I'd like to suggest that the movie Precious does more to make a statement about the sanctity of human life than do the remarks and actions of Bishop Thomas Tobin. I came away from the movie proud of my own embrace of the late Cardinal Bernardin's "seamless garment" approach to life issues. I was very proud to be a Catholic at that moment. I wish I could say the same about how I came away from the two interviews with Bishop Tobin. I was left with the question: Cardinal Bernardin, where are you when we need you? The absolutist approach espoused by Bishop Tobin, I believe, will do little to turn hearts toward a profound respect for the sanctity of human life. By denying Communion—the premier sacrament of reconciliation—to Rep. Kennedy, Bishop Tobin closes the door to the work that the Eucharistic Lord can accomplish in the heart of the representative. This simply does not make sense to me.
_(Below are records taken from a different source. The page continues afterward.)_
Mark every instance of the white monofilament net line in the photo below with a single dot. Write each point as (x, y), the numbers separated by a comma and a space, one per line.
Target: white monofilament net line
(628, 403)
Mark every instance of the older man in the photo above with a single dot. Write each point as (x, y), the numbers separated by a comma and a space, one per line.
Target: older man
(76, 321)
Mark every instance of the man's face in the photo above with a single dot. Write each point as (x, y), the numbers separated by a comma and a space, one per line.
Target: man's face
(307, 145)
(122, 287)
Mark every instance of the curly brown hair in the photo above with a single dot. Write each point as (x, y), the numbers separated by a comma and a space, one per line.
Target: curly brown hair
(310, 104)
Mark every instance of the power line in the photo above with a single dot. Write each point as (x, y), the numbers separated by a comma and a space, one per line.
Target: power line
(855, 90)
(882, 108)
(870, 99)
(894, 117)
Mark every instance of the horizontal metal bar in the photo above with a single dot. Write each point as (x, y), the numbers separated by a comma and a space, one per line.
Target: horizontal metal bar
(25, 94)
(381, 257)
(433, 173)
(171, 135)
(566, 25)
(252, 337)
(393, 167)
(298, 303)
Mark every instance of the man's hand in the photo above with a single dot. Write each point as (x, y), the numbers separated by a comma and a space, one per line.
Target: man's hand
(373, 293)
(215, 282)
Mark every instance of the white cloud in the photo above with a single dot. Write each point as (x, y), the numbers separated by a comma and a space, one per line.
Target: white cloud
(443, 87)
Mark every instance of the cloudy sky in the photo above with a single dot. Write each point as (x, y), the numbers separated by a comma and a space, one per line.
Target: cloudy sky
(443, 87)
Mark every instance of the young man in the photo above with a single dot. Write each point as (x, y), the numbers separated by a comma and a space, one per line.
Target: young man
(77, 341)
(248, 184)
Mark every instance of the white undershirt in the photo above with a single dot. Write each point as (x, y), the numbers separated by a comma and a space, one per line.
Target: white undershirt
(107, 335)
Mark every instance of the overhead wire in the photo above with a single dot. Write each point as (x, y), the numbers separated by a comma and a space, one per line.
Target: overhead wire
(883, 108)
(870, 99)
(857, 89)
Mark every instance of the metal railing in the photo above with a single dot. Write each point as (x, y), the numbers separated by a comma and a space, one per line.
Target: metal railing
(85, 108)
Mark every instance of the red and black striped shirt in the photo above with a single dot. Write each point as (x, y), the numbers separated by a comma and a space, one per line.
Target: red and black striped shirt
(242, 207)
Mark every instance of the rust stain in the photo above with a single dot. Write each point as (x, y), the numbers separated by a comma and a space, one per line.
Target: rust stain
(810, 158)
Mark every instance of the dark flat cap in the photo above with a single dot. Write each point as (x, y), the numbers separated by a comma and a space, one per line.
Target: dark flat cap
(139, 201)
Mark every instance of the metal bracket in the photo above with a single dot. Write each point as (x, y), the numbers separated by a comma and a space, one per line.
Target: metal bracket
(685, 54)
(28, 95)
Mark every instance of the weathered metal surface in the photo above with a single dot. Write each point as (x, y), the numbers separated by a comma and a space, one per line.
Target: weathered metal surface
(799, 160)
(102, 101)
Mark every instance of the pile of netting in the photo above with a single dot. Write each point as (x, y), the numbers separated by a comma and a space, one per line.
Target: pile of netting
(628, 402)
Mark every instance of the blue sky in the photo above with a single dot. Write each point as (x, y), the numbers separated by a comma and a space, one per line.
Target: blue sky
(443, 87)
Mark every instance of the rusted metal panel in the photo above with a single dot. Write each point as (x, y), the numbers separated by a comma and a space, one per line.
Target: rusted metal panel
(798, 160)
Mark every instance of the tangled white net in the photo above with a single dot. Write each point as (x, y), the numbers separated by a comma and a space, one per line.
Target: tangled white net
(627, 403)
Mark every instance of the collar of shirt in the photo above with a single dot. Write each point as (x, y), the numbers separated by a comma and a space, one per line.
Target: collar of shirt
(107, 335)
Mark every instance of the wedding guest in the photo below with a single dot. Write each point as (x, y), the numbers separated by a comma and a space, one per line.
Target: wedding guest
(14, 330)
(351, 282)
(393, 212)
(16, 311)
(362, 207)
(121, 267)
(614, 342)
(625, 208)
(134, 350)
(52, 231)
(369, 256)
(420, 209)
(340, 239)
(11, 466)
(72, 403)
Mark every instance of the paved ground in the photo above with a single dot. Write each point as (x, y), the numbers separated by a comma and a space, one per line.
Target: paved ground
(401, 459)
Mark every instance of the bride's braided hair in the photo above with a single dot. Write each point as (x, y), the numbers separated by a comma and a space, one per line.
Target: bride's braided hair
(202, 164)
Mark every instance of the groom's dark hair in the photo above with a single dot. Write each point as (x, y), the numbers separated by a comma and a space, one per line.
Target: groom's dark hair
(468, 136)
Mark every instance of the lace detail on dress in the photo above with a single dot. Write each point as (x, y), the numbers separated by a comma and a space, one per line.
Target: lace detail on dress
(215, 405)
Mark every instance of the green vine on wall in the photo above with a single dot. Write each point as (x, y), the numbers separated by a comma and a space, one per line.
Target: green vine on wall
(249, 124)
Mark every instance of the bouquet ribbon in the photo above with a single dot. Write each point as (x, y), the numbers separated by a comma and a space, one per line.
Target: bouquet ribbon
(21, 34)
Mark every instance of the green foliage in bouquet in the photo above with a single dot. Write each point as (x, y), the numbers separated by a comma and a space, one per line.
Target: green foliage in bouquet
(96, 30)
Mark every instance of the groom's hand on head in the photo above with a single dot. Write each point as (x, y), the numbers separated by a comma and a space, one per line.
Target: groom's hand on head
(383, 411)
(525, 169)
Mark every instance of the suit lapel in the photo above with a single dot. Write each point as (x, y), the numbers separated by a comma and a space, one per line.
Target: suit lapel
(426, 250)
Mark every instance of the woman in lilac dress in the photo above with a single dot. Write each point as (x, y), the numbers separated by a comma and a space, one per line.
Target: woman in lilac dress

This is a heavy subject, especially on the eve of Thanksgiving, but I felt compelled to write about it. I am taking a few days off from blogging and plan to return to the blogosphere on Monday.

I am grateful for you who so faithfully read this blog. May your Thanksgiving be blessed. May your tables be surrounded by God's presence. And may your hearts overflow with gratitude to our loving God.

Gotta sing. Gotta pray.


Anonymous said...

"I came to heal the the healthy need a doctor?" I agree with you 100%.--Margie

Maureen said...

Amen. May Thanksgiving bring healing to us all.

Charles said...

Very good observations about the two divergent interviews, Jerry. I am, of course, grateful that there is a generation of bishops emerging willing to enter (particularly in the Hardball venue) the fray about this most important of social/justice issues. However, I don't feel that either interviewer made an effort to engage the good bishop in articulating about his rightful duty to instruct the congressman regarding the very public instances wherein scandal could be a result of inaction or silence on the part of pastors. When a public figure assumes an agressive public policy posture in opposition to the Church's clearly-stated moral principles, is everyone left to presume that individual has fulfilled his obligation to reconcile his actions sacramentally before presenting his/herself for receiving Christ in the Eucharist? It is ironically a sticky wicket and a slippery slope.
My best to you and your family this blessed season.

Jen said...

Thank you, Jerry, for this and for all your blog entries. Always rich food for thought, and I am grateful.

Anonymous said...

What Charles said...

Everyone wants to concentrate on the words of Bishop Tobin, but there is little commentary about the appaling behavior of Congressman Kennedy. The fact is that such views should cause one to excuse themselves from receiving communion. To not do so then places one in a state of greater sin still, and the circle contnues on to defying Church teaching, defying the orders of an ordinary...etc..etc..until the only defense is to say "I can do what I want and still be TOTALLY Catholic!!" which, as we know, is nonsense.